Старик покосился с недоверием.
— Чудной ты, право дело. Не псих?
— Недолго и психом стать…
Дед молчал, медленно успокаивался. Его розовое, влажное от пота лицо побледнело, и болезненно заострился нос. Глаза навыкате, в сетке воспаленных прожилок, блестели малиново, как у кролика, беспокойно дергались, раскатывались в разные стороны.
— Сигарету дай.
— Не курю.
— Хороший ты, видать, парень. Не вводи меня в грех. Слаб я. На волоске висю, — Михалыч огляделся, утер узловатым кулаком слюну: ему хотелось курить. — Следят.

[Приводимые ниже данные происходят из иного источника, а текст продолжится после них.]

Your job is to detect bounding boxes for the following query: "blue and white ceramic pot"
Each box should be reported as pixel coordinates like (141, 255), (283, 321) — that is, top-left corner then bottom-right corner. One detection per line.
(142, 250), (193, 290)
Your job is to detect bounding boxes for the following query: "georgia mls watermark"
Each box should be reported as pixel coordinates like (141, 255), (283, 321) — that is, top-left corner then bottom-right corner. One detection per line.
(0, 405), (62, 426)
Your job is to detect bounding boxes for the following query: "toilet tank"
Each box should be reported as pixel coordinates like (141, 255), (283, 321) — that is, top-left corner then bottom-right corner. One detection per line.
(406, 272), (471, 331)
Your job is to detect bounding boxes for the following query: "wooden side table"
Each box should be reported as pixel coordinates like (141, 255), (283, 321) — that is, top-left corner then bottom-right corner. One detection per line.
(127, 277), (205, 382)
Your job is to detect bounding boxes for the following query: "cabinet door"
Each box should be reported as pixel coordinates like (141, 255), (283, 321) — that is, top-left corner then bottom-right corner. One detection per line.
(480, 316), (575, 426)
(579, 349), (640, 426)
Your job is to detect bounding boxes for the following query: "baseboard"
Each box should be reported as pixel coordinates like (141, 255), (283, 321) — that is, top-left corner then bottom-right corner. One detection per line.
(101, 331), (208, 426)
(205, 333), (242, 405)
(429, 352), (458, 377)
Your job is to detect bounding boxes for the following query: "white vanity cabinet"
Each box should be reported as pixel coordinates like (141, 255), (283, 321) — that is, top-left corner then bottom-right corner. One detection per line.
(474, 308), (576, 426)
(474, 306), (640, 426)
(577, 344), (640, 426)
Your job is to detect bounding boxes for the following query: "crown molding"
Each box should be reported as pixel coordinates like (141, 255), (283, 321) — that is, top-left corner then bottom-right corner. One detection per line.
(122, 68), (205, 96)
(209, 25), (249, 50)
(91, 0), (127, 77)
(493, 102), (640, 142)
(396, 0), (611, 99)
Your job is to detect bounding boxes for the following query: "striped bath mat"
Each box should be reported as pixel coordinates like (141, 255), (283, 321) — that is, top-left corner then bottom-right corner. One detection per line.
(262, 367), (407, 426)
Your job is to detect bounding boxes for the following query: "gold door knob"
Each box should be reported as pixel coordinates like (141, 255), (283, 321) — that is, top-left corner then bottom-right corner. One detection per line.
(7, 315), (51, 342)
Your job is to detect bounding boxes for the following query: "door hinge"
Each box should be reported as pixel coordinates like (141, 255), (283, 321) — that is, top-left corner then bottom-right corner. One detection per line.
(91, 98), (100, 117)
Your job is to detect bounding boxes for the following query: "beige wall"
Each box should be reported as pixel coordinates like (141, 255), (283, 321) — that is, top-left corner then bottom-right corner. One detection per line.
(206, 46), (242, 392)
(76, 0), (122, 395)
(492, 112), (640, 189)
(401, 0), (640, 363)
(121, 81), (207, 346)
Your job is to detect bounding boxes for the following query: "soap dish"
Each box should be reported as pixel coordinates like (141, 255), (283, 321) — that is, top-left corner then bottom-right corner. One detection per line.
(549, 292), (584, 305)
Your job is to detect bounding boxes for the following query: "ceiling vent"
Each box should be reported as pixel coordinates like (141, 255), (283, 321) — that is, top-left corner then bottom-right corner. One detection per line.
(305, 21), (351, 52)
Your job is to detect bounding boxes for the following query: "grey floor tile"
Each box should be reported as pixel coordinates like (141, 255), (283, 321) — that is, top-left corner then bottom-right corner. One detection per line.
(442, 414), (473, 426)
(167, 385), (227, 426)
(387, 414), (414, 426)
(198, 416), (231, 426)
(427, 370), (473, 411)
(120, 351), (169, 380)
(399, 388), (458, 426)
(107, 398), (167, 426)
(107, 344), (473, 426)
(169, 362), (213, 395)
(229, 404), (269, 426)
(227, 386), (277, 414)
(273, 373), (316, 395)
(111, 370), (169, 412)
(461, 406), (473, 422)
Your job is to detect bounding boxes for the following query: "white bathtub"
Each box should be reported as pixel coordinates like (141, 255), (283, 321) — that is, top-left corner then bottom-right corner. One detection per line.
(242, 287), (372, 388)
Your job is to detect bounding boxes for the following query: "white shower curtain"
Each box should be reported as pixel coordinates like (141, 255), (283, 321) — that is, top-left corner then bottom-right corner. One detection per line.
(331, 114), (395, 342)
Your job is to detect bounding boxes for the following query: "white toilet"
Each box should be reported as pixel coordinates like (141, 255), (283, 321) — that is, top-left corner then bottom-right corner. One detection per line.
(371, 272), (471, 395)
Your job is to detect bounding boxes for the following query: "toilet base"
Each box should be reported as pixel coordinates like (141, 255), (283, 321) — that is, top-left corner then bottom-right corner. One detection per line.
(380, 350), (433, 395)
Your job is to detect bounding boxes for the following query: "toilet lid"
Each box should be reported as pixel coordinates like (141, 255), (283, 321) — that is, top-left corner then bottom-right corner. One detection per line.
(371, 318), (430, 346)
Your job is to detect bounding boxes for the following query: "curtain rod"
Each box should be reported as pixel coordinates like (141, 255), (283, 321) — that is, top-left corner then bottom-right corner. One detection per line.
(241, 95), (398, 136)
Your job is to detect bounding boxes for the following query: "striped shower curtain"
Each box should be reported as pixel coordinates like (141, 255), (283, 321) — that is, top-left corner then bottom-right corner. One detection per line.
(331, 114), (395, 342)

— Кто?.. Кому ты нужен, Михалыч?
— Чую! Веришь ли, нутром чую. Убежден. Ночью проснусь — мокрый весь, как мышь. Успокоиться не могу, будто кто по мне глазами елозит… На соседском кладбище перетрубация была: обэхаэса всех позабирала. Докопались, видать, — он помолчал. — Да разве здесь докопаешься. Продал кто-то… Заведующий наш, он много знает.
— Может, он?
— Может. Он может. Непростой человек, скользковатый. Ласкает, а боятся его. Ему надобно было туда родственника пристроить, да с первого раза не вышло… А если и не он. Пустое дело гадать. Эх, нет у тебя курева. Пошарь по карманам, может чего найдешь?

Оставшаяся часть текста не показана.